I'm sure it's probably dawning on the younger folks there by now that something's not right about this. What did they do to deserve it? They don't know the Soviet Union. To them, it's something Grandpa mumbles about after his third glass of vodka. All they known is big time capitalism. And 24/7 smartphone access with friends all over the globe. Then like, BOOM! The smartphone apps don't work. No more room-dancing for TikTok, sharing photos with Grandma on Facebook, playing games with Americans on X-Playstation, the latest thing they ate on Twitter, etc. They're literally back in 1922. That's a leap for young folks. Easy now. Unless you want to answer to them all how it all supposedly worked before again...

And they're the ones who are going to call this with Putin. And at that point, it turns back into 1990 again. And it's going to be just as ugly.

There's tech geeks galore in Russia. They're going to find a way through, eventually. Count on it. So whatever blackout isn't going to be for long. And the Russian people's side of this increasingly tragic story will be known.
I found it interesting that when I've checked out European SDRs in their evening, there are still a fair number of signals on 49 meters. Certainly nothing like the 70s. That doesn't mean I think they are viable.
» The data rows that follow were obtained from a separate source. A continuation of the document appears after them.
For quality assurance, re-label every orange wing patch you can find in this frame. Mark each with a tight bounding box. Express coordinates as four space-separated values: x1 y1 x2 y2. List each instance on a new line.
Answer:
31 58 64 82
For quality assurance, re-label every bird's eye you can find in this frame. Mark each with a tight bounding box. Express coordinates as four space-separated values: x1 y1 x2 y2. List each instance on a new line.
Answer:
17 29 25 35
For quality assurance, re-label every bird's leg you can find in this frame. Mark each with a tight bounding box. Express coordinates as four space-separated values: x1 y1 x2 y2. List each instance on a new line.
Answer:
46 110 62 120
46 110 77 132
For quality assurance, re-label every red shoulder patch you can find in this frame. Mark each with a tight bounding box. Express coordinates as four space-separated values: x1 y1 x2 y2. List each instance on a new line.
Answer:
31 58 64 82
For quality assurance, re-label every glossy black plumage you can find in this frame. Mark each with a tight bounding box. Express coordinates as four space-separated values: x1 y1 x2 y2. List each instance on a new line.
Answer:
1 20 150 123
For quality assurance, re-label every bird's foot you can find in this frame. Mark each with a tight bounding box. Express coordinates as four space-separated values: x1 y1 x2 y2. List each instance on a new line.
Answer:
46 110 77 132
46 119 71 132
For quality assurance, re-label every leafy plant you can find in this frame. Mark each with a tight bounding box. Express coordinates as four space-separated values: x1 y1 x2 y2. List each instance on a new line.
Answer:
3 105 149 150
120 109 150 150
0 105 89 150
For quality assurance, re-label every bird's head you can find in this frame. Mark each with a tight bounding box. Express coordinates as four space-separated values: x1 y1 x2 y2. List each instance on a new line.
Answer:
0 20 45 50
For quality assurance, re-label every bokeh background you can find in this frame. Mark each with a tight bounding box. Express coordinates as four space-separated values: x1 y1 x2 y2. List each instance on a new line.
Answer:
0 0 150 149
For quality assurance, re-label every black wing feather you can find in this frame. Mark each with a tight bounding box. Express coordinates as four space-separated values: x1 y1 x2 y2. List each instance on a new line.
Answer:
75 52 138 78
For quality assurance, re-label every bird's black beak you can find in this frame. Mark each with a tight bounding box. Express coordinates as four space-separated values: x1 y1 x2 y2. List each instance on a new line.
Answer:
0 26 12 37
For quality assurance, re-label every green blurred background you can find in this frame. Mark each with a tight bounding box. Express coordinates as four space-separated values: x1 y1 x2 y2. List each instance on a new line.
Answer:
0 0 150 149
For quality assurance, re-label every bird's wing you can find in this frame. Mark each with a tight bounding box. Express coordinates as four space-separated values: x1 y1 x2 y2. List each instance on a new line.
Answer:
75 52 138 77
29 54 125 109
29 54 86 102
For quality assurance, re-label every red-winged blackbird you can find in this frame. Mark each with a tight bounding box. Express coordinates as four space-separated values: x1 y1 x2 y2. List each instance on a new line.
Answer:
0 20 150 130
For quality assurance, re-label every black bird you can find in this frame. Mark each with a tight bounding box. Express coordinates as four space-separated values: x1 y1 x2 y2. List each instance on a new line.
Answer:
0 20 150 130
I'm definitely banking on the hope that the "older" Russians haven't forgot what it was like to live in the USSR, and kept their radios around just in case. The youngsters could be kept informed by their grandparents who have shortwave tuners lying around. @gr8oldies you might be missing the point then. War time is a whole different animal then Peacetime. Actually, shortwave's "demise" is a great disguise because it maintains it's secret.
The only thing is Radio

Russia can't ban that
In the case of the BBC, they simply turned off access to the website, but they can't just turn off a station on another continent. However, the Russians might begin jamming signals (hopefully they don't).
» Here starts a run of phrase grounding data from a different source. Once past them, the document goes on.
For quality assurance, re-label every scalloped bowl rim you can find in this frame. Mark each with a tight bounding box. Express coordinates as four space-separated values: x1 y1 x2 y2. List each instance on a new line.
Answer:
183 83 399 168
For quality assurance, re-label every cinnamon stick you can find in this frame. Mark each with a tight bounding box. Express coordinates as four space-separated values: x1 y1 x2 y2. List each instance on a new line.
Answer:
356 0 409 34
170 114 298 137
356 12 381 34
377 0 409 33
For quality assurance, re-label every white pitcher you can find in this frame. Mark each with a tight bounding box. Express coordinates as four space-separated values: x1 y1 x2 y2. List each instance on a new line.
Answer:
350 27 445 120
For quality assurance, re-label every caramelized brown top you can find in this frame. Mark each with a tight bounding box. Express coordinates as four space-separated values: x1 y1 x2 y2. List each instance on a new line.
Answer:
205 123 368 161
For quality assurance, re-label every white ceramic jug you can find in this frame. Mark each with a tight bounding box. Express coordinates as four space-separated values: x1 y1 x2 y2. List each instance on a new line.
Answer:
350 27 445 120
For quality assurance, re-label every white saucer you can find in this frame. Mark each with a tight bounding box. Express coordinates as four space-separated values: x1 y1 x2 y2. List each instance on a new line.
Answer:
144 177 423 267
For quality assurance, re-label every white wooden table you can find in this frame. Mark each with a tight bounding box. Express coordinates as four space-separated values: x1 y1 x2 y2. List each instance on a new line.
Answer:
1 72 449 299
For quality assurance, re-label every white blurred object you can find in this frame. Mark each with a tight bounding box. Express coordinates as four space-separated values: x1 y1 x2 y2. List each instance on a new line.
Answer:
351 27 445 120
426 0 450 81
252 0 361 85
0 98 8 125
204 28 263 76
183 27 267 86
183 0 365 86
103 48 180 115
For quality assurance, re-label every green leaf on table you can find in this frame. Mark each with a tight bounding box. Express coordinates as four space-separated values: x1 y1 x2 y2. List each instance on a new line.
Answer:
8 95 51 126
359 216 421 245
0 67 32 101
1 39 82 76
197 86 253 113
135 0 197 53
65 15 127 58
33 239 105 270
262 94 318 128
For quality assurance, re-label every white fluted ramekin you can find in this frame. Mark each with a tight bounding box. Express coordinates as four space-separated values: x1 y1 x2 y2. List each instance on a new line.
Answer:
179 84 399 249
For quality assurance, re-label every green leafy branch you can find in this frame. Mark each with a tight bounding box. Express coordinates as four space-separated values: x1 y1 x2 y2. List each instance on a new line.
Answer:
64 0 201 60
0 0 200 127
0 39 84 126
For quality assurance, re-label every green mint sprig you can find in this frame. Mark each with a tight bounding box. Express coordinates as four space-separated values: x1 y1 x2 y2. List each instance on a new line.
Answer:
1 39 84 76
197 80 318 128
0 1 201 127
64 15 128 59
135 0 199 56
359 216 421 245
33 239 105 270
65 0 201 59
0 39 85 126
Now Russia is blocking the BBC and VOA web sites, as well as Facebook. And with the new law making it a crime punishable by 15 years in prison to broadcast or publish anything the Russian government decides is "fake news", pretty much all foreign and independent media is going to disappear from the country.
Yikes. Not suprising, but definitely despicable. It's like they're copying North Korea's playbook
As for the usefulness of the BBC trying to beam news and info into Ukraine via SW, even if one resident in an apartment block has a SW radio (or MW radio), the word would get out to other people in the apartment block or neighborhood. There are still a lot of Soviet era transistor sets in that part of the world.
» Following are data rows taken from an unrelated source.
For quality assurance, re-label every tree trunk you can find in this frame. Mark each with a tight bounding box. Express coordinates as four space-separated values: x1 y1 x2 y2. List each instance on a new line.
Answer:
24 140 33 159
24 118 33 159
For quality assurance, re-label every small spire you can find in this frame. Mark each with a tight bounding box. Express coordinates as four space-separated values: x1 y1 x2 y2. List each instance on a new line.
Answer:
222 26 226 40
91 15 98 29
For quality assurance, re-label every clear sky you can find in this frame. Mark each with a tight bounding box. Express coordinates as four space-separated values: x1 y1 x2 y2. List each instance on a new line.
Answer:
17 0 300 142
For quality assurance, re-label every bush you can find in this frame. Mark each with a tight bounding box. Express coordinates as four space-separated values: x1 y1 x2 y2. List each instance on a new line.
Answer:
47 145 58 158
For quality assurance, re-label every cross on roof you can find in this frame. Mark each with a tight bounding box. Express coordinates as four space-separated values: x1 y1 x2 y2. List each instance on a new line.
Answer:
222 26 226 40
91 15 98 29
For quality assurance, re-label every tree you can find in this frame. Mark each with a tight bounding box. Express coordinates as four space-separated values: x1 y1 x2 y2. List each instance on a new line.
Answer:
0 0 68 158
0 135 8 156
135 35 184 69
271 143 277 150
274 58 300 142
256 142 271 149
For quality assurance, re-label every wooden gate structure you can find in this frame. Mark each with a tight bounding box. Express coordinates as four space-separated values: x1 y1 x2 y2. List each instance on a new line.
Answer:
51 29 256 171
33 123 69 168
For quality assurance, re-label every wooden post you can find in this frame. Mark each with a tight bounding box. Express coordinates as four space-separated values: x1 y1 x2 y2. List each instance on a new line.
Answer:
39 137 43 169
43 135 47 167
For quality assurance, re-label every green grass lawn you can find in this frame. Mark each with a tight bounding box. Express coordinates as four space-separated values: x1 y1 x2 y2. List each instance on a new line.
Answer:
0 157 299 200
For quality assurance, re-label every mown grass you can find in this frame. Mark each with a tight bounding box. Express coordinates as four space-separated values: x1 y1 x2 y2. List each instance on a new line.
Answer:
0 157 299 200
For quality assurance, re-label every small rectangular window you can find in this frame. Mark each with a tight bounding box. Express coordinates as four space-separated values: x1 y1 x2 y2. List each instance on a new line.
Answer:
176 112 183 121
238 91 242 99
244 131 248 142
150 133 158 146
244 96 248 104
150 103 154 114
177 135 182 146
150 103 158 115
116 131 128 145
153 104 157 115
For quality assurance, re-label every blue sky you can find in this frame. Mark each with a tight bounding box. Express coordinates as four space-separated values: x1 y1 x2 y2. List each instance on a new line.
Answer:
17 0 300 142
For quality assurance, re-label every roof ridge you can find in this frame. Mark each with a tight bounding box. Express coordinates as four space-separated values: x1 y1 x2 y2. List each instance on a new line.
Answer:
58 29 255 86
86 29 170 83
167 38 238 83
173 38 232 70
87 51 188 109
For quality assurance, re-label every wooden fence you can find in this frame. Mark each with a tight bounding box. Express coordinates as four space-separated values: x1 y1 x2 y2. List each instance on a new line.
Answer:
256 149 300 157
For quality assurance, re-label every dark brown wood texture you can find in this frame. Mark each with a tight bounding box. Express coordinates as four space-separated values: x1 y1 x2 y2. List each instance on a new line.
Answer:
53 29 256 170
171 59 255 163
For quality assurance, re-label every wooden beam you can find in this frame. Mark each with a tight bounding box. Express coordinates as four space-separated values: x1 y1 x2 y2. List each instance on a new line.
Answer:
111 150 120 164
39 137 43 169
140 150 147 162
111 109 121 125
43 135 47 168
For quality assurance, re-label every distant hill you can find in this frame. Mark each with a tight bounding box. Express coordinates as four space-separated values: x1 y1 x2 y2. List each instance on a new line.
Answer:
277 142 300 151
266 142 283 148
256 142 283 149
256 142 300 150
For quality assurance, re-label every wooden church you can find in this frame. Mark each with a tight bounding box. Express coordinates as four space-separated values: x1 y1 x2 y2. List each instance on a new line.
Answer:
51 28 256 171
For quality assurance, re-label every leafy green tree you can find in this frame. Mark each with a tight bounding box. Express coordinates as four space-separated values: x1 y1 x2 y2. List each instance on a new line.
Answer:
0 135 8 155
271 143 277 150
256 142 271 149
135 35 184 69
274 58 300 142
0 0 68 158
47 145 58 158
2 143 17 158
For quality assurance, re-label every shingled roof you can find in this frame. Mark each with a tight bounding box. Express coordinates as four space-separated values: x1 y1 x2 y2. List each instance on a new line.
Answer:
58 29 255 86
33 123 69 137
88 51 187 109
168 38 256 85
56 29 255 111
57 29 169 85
Exactly. People haven't entirely forgotten.
 
Another factor is that during the Soviet era, all school children in Eastern Bloc countries were required to learn Russian as a second language. My mother, who grew up in Slovakia, still complains about how they were forced to study Russian in school -- although she says the teacher wasn't too happy about it either, so during tests he would leave the room, allowing the students to share the answers.